絵の具はさくら水彩!!!これ、私もさくら水彩使いだったんでめっちゃ嬉しかったです。私も一番好きなさくら水彩の「肌色」がぴょこんと出てたのも。あの色はいろいろな色に混ぜると味が出るんですよね。スクリーントーンは本当に懐かしいレトラセットの748,1213, 1217, 51, 1218, 741,731が確認できました。メモを取るキモイオタBBAでしたね;;
Dの後半あたり、ピンクとか凄く鮮やかなんで、カラーインクもあるのかなとも思いますが。あの頃の印刷所は取り込んでCMYKという色分解で濁りが出るから、蛍光ピンクの処理をするらしいんですが、それがよくあった時期なのかな。今でも大手ならCMYKだと思うのですが。


さて、MFゴーストですがバリ伝とDで集中、この2つで一時間ちょっとは過ごしたんでもう疲れてしまって。ただ、完全デジタルのMFゴースト、デジタルから出力された原稿です。おそらくクリスタ使い。背景も写真を取り込んでトーン処理してる。ヤンマガwebで見ると、縦画面は物凄く拡大されます。ペンというより、アナログっぽい鉛筆のようなペンで太い線も何回も描いて太くしてる。同じように御大がおそらく影響を受けた少女漫画家惣領冬実先生は、アナログで全部のペン入れをミリペンでこなす。強弱も線の重ねで変化させているという。その手法を鉛筆っぽいペンでデジタルでしている気がします。相葉の髪なんかジャギジャギと鉛筆っぽいので適当に描いてるしw
そうそう、スクリーントーンも原稿に貼ってありますが、清次のアップのところ、ちょっと浮いてるんですよね。スクリーントーンは貼ってもこすらないと下の線が少し灰色っぽくなる。でも、白黒印刷ではそれでも全然色が出るのでこすらなくても大丈夫なんですが、浮いてる?っと思って体が自然にそのトーンを抑えようと動こうとしたのがw触っちゃだめです、私。
で、デジタルの線はアナログで見た線より太い。丸ペンのあの髪の毛より細い線がない。あの細い線は1pixより細いのかと。調べたところ600dpiの場合、1ピクセルは0.0423mmらしいですが、それより細い…?デジタルから出力したのは600dpiか、1200dpiだと思うのですが。アナログより線が太くなるのかなあ。もしかしたら先生のペン、グレーやアンチエイリアスをかけて描いてるかもしれませんけどね。

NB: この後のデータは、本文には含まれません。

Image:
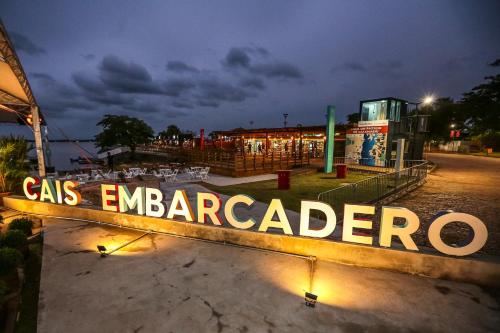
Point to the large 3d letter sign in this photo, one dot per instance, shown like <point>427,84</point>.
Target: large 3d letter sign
<point>149,202</point>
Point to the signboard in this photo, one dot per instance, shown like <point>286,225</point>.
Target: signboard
<point>209,208</point>
<point>364,123</point>
<point>367,144</point>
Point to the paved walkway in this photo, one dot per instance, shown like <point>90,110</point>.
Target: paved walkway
<point>463,183</point>
<point>167,284</point>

バリ伝とイニDは最終回を迎えた終わったお話ですが、MFゴーストはまだ続きます。そろそろ終わるのかなという展開ですけどね。
バリ伝とイニDに共通したテーマがあるので、MFゴーストもそれを継いで終わるのかなと思います。おそらく、そのテーマは御大のベースで人生の主軸なんでしょうね。はじめに帰る、御大はそういう終わり方をします。
バリ伝も最後にヒデヨシのことに触れてます。ここはもう、バリ伝ファンの心を代弁したかのような最高のエンディングでした。グンという天才ライダーという人間を愛しているからこそ先行するヒデヨシのことが出たんだと思います。
イニDはもう先生はクルマを描くのがこりごり状態だったのでアレですが、やはり主軸は失っていないですし、さらにこじらせた感もあります。公道最速理論、Dの意味等々。そして後のMFゴーストに繋がって行きますが、リョウ・タカハシの仕掛けたMFGは、EVにシフトする車世界に実質反発、復興イベントとは言えそこに主義主張を盛り込んでいます。グリップウエイトレシオとかの難しい話はいまいち私もわかりませんが、そこに御大のそれまでの主義を重ねると、バリ伝の頃から連綿とある、あの頃それが一番熱くかっこよかったこと。

「ワークスにアマが勝つ」

これなんですよね。グンが峠の1バイク乗りだったことも、一ノ瀬レーシングから飛び立ったことも。藤原とうふ店と書いた古いパンダトレノが奇跡のように速かったのも。多くのバイク乗りやクルマ好きが熱狂した信条で、プロになっても失わないソレ。グンも、トモさんもそう。MFゴーストでプロと判明した連中も皆同じく胸にそのスピリットを掲げている。
グリップウエイトレシオも非力なクルマが直線で負けても、コーナリングで有利になるようなものだと思うのですが。
公道最速理論自体が、大きな力に対して反骨精神満々で考えられたものですしね。京一はそこにラリー(公道最速)を持ち出しましたが、涼介はそこにラリーを持ち出さず、自分が到達できないモータースポーツの世界の高い技術を自分が伝説(レコード)を残す峠(公道)に特化したもので勝とうとしてきたんでしょうね。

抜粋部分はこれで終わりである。